Nannerl Keohane’s writing speaks volumes from political science research and her past in academe and business. She has served as president of Duke University and Wellesley College and as a member of corporate boards at IBM, State Street Boston, and the Harvard Corporation. For the past six years Keohane has held the position of Laurance S. Rockefeller Distinguished Visiting Professor in the Woodrow Wilson School and Center for Human Values at Princeton University.
Last year she wrote “Thinking About Leadership” (Princeton University Press), in which she wrote: “One of the skills most important for leaders is knowing how to get and use information.” And when Nan Keohane speaks about leadership, people tend to listen.
Keohane will present “How Can We Produce Good Leaders?” at the Princeton Regional Chamber of Commerce’s Business Before Breakfast meeting on Wednesday June 15 at 7:30 a.m. Cost: $40. Call 609-924-1776 or visit www.princetonchamber.org.
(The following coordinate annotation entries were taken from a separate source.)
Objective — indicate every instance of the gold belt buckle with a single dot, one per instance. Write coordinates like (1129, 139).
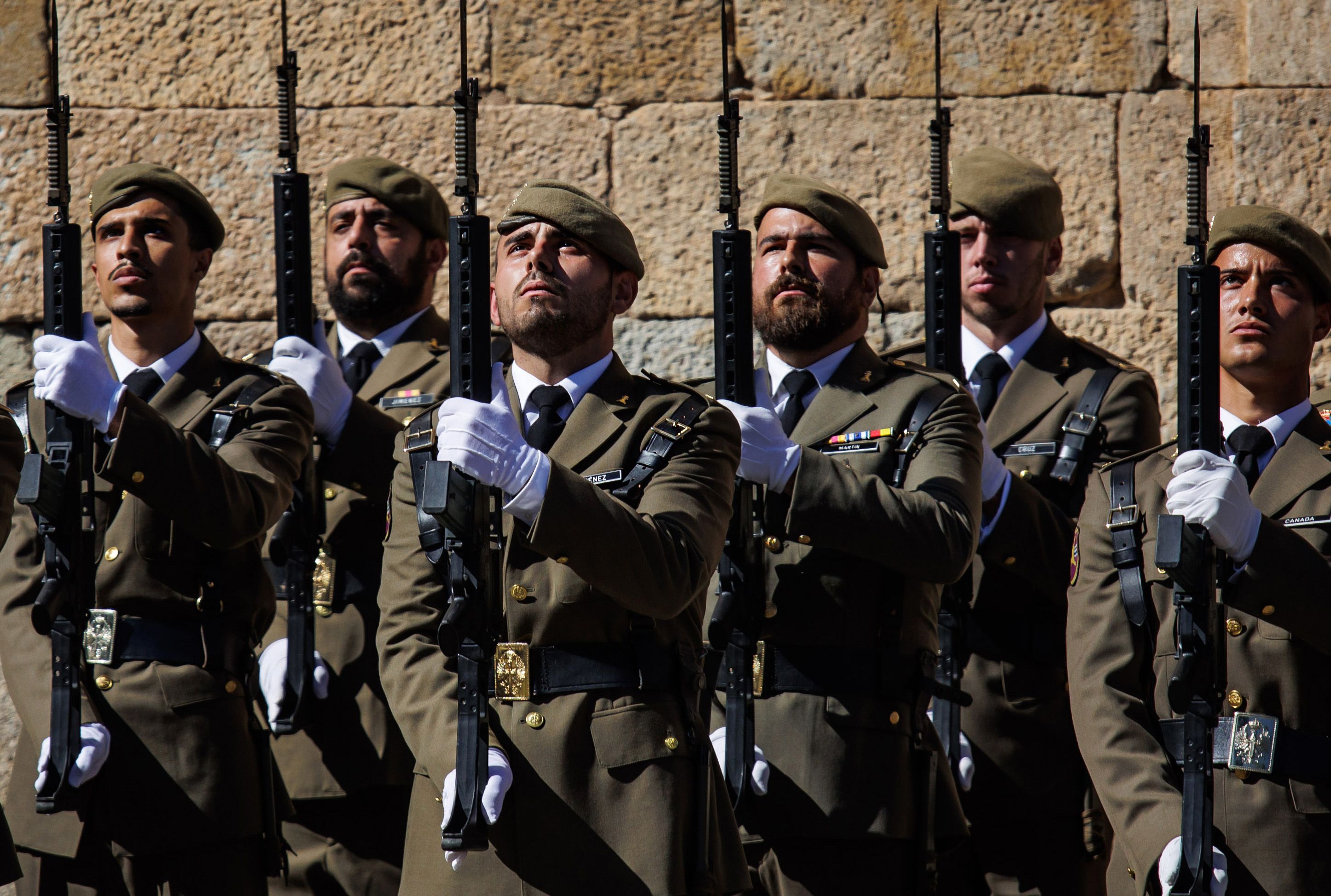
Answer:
(100, 637)
(325, 570)
(759, 659)
(513, 671)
In 2005 the native southerner and her husband, Robert, also a noted political scientist, were recruited to Princeton by Anne-Marie Slaughter, former dean of the Wilson School. Exalting a fundamental need for leaders to be good recruiters, Keohane says she was drawn by Slaughter’s depiction of Princeton and what she envisioned for the husband-and-wife academicians.
Keohane earned a bachelor’s in political science from Wellesley in 1961. On a Marshall scholarship she attended Oxford University, where she earned a combined bachelor’s and master’s in philosophy, politics, and economics. She returned to the U.S. for her doctorate, earning a Ph.D. in political science from Yale in 1967.
From 1967 to 1980 Keohane taught at Swarthmore and Stanford. She was “teaching about power and politics but never thinking about leadership as a central topic” she says. A career transition sparked her interest in the study of leadership.
“When I was invited to be president of Wellesley in 1981 I had to really think hard about it,” she says. “I never particularly wanted to be a high-level administrator but it was hard to turn down my alma mater. I was committed to seeing a woman’s college surviving and flourishing, and frankly, as a political scientist, I was very curious to know what it would be like to have power.”
Her thoughts echo those of Lou Gerstner, IBM’s former CEO. Keohane was on a small committee at IBM that offered Gerstner the job — which he at first turned down, thinking he lacked the technical know-how for a software giant. He later accepted the position with a master plan in mind.
“Shortly after he came to IBM he decided we would be committed to holding it together as a single global organization,” Keohane says. “His predecessor, John Fellows Akers, was going to break us up into a bunch of different styles. Gerstner thought that was the wrong approach and said ‘we will be a global leader in technology’ but we can’t do everything we’re doing now. I was impressed from the onset by what clarity of mind he had.”
The other part of his approach was downsizing. “We cut back on plants and products at a time when IBM had a history of job security,” Keohane says. “Gerstner had the courage to close down one of our factories. That was heresy from the point of view of IBM’s past, but it made an enormous amount of sense with IBM’s troubles of the late 1980s.”
Throughout Keohane’s book six prominent political figures are extracted as examples of high-level leadership: Margaret Thatcher, Nelson Mandela, Abraham Lincoln, Lyndon Johnson, Queen Elizabeth I, and Franklin Roosevelt. As Keohane developed the book she had scores of famous leaders in mind but found herself taking examples from the six individuals again and again, as well as Machiavelli’s theories.
“I chose them because I assumed readers would be familiar with them,” Keohane says. “That in itself is a Machiavellian device — in ‘The Prince’ he chose four to five leaders that he keeps talking about because he knew his readers would be familiar with them. In each case I find their leadership fascinating.”
Parental influence is a partial inspiration for Keohane’s book and career. Her mother, Grace Overholser White, worked at St. Andrew’s Presbyterian College in North Carolina, where Keohane’s father, James, was a minister who taught theology and religion. Eventually her mother became St. Andrew’s dean. Keohane says her mom was gracious and nurturing while being strong and incisive at the helm.
“She supported students but she was also willing to make tough decisions to let people go or deal with students who were not performing,” she says. “She’s a good model of someone who combines traditionally masculine and traditionally feminine aspects of leadership.”
Keohane explores stereotypes of women as more sensitive, less competitive, and more collaborative than male leaders and the catch-22 associated with women in power. “Nurturing leaders in most professions are vulnerable to the charge of not being tough enough,” says Keohane. “Yet women who defy female stereotypes and behave aggressively are often condemned as pushy, abrasive, and unwomanly.”
Keohane says integrity represents a pinnacle in leadership, though it may not always be visible. “In my experience a significant part of leadership is playing a role,” she says. “You’ve got to be a good actor in several circumstances in order to be an effective leader.”
That doesn’t mean lying or hoodwinking people, she says. “It means knowing how to present your cause and knowing how to present yourself. And you’re sort of doing this self-consciously.”